Late magazine editor was also approached about Senate seat won by Hillary Clinton in 2000, former chief of staff tells TheWrap

JFK Jr Presidential Run 2016

Late magazine editor and political son John Fitzgerald Kennedy Jr. would have run for president in 2016, a former top aide told TheWrap.

JFK Jr., who died in a tragic plane crash in 1999, often denied he would seek office during his lifetime, instead focusing on his glossy political magazine George. But RoseMarie Terenzio, his chief of staff, said he was eyeing multiple elected positions prior to his death — including one that went to Hillary Clinton.

“I think he would’ve run for president. I thought he would’ve run in 2008,” Terenzio told TheWrap during a recent sit down in Los Angeles. “I had dinner with a friend from George last night who thought for some reason he would’ve waited for 2016. He would be 56.”

As the son of the late President John F. Kennedy and former First Lady Jacqueline Kennedy, it would be an understatement to call him an heir apparent in American politics. Shortly before the crash, which also claimed the life of his wife, Carolyn Bessette, and her sister, Terenzio said he considered the New York Senate seat that ultimately went to current presidential nominee, Hillary Clinton, in 2000.

“[John] was approached for Hillary’s Senate seat. He basically said, If she ran he wouldn’t do it. But I think he thought it was too soon. I don’t think he would’ve liked the Senate. As governor, he would’ve felt more empowered to do more running the state of New York,” Terenzio said.

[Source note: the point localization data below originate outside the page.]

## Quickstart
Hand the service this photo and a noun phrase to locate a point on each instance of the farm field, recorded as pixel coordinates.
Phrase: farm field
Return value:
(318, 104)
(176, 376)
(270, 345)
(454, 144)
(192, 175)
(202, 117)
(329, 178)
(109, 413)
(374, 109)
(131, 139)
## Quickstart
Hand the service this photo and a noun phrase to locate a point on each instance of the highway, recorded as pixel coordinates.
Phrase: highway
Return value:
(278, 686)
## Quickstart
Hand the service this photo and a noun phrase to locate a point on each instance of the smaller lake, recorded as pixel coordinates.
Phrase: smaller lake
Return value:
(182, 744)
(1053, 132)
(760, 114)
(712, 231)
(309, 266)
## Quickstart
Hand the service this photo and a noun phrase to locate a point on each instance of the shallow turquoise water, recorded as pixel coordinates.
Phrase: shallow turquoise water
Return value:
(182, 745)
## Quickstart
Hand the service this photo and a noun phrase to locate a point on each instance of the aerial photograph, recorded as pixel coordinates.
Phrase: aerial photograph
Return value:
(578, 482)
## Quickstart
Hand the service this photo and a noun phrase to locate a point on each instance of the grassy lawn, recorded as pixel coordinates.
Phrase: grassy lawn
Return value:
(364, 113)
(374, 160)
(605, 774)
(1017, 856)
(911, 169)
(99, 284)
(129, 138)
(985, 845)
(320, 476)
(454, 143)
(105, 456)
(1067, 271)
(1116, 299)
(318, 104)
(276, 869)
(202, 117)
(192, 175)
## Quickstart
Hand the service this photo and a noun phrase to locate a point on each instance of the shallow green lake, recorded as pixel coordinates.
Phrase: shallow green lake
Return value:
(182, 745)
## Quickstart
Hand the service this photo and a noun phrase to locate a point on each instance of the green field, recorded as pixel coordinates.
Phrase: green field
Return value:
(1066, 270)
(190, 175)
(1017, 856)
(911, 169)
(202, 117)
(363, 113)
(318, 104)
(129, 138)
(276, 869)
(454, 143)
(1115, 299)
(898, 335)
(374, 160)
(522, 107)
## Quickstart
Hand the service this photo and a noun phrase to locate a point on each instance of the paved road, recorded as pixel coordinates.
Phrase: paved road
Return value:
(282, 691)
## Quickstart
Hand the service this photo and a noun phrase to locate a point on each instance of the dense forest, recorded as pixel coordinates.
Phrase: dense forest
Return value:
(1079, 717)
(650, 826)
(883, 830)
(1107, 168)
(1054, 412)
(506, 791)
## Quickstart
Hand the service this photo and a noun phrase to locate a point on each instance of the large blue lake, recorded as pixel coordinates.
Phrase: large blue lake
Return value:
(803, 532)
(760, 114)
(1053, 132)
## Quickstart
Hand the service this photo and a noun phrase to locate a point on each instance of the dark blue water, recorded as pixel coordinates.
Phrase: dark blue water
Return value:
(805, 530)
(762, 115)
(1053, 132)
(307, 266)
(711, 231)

The 1999 crash, which made national headlines and left his sister Caroline as the sole survivor in their nuclear family, took him out of the race for either role.

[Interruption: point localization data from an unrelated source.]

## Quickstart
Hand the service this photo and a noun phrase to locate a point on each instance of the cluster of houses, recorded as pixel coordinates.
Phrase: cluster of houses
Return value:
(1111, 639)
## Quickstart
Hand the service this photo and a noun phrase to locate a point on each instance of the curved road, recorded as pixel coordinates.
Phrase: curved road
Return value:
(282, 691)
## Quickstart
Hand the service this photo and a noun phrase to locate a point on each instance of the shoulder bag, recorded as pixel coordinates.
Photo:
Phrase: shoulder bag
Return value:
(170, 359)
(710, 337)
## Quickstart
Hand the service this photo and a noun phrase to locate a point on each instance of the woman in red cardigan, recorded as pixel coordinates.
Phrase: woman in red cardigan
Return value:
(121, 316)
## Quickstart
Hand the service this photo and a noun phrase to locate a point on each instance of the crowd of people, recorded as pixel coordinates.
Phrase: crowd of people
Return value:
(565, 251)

JFK Jr and Carolyn Bessette

Terenzio, an executive producer and on-camera subject of the upcoming Spike TV documentary “I Am JFK J

r.,” stressed that her former boss would not have entertained any office without building a career on his own merit.

“He really didn’t want to run for office on his name,” she said. “He really wanted George to be a success and stay up and running if he decided to leave.”

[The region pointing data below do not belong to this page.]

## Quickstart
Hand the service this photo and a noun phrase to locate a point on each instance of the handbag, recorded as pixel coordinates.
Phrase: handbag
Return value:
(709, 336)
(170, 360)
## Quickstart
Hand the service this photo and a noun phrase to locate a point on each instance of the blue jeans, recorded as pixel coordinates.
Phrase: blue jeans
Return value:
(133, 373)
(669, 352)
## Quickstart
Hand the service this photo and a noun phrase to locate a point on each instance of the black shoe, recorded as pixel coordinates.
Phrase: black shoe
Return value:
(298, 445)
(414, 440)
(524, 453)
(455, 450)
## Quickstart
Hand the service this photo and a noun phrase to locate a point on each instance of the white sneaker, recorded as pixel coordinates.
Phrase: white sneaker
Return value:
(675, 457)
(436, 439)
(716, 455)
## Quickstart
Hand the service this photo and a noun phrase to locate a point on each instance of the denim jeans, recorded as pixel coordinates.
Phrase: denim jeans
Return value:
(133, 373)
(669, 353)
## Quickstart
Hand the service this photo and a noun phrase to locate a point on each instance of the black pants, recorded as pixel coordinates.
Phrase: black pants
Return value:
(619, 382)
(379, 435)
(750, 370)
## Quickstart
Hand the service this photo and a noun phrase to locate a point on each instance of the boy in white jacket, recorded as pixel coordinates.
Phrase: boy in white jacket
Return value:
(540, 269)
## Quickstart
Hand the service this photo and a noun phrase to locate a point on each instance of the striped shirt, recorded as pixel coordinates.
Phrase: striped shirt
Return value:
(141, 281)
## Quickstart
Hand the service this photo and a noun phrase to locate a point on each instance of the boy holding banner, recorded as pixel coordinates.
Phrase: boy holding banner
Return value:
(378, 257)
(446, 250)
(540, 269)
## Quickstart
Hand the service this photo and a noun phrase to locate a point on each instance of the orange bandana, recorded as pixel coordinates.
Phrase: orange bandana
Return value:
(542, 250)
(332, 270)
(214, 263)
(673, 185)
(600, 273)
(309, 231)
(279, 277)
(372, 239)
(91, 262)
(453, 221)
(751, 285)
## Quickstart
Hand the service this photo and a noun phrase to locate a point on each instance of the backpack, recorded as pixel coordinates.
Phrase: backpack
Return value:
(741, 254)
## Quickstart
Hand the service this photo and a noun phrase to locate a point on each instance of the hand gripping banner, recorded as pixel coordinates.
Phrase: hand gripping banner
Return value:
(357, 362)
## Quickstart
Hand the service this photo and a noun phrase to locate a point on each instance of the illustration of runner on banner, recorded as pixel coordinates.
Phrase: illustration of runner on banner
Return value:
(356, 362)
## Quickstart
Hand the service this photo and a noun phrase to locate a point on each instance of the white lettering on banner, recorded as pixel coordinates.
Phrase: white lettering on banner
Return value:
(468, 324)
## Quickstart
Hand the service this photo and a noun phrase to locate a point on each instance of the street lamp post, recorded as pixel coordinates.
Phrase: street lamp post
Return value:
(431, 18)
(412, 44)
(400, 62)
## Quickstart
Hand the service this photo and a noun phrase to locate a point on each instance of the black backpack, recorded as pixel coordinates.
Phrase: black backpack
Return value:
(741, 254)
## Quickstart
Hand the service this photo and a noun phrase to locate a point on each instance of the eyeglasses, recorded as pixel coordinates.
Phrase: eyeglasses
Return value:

Criticism that the magazine was shallow and past embarrassments, like his repeatedly failing the bar exam, gave him pause when it came to the invasive process of running for office, she said.

“Because he had a little bit of sting from the bar exam, the idea that he was a dilettante playboy, he didn’t want that stigma when running for office,” she said. “He always said he couldn’t go and do the next thing until George was a success.”

“I Am JFK Jr.” airs Monday at 9 p.m. on Spike TV.